Beaucoup de catholiques à gros grain seraient surpris d'apprendre que les rapports du protestantisme et de la mystique ne sont pas aussi simples qu'ils l'imaginent : le protestantisme n'est-il pas une « religion » plus « spirituelle » que le catholicisme, moins encombrée de rites et de dévotions ? La Réforme n'a-t-elle pas été la patrie des revivals, le terreau de tant de sectes plus ou moins illuministes ? La lecture de ce volume serait l'occasion de les détromper.
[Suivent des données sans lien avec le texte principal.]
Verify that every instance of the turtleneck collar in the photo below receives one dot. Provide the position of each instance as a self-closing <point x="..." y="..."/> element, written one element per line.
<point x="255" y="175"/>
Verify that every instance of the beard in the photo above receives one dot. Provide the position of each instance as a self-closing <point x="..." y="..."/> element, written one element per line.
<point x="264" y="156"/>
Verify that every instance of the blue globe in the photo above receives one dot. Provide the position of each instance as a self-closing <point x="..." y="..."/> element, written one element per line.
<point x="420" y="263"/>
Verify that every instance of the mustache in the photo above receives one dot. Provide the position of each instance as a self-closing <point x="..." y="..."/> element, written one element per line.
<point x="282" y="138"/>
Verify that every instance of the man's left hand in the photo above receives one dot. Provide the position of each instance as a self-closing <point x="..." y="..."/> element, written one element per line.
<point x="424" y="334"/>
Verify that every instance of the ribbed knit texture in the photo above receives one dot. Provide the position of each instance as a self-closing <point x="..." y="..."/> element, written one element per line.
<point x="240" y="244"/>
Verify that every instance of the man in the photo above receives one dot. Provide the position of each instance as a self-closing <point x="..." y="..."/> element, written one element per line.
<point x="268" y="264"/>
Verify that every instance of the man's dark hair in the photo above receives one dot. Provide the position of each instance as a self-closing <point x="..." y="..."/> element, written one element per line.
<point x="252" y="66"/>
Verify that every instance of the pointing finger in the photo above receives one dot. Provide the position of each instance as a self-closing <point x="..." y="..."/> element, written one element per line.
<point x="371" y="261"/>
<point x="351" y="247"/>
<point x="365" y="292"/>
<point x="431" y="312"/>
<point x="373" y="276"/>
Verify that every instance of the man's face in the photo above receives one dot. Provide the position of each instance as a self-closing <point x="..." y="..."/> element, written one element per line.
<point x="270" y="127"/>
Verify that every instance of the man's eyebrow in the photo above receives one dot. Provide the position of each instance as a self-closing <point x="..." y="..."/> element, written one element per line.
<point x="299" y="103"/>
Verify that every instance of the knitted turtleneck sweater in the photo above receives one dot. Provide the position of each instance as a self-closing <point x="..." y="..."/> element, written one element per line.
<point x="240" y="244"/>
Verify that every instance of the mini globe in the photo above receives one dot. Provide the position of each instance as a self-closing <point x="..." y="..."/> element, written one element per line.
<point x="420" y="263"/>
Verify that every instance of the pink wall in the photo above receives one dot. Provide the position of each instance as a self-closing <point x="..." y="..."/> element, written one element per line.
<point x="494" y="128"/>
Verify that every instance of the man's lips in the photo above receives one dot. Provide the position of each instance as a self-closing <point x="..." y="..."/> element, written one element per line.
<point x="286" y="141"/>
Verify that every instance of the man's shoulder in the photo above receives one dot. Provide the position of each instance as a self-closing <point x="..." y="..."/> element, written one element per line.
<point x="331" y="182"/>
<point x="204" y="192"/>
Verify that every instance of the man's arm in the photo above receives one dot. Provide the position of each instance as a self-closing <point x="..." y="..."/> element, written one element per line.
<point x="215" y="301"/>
Les autres découvriront, lumineusement exposée, la complexité d'un dossier qui n'a rien à envier au contentieux interne à l'Église romaine.
L'auteur montre bien comment l'ambivalence de la Reforme à l'égard de la mystique était en germe dans l'expérience spirituelle de Luther et dans son évolution personnelle on voit comment l'éditeur de la Théologie germanique, traité mystique anonyme du XIVe siècle, en est venu plus tard à condamner les dérives spiritualistes et « enthousiastes ». Au XXe siècle, des motifs proprement théologiques inspirèrent à Barth et à Brunner une véhémente condamnation de la mystique, phénomène « païen », représenté à leurs yeux par Schleiermacher.
Le protestantisme contemporain ne s'est pas remis de ces foudres, malgré Tillich. C'est à le réconcilier avec le meilleur de sa tradition que travaille intelligemment ce bref ouvrage. Un examen des figures de Böhme, Tersteegen et Albert Schweitzer prépare à retrouver les grands principes protestants dans la voie de la docilité a l'Esprit.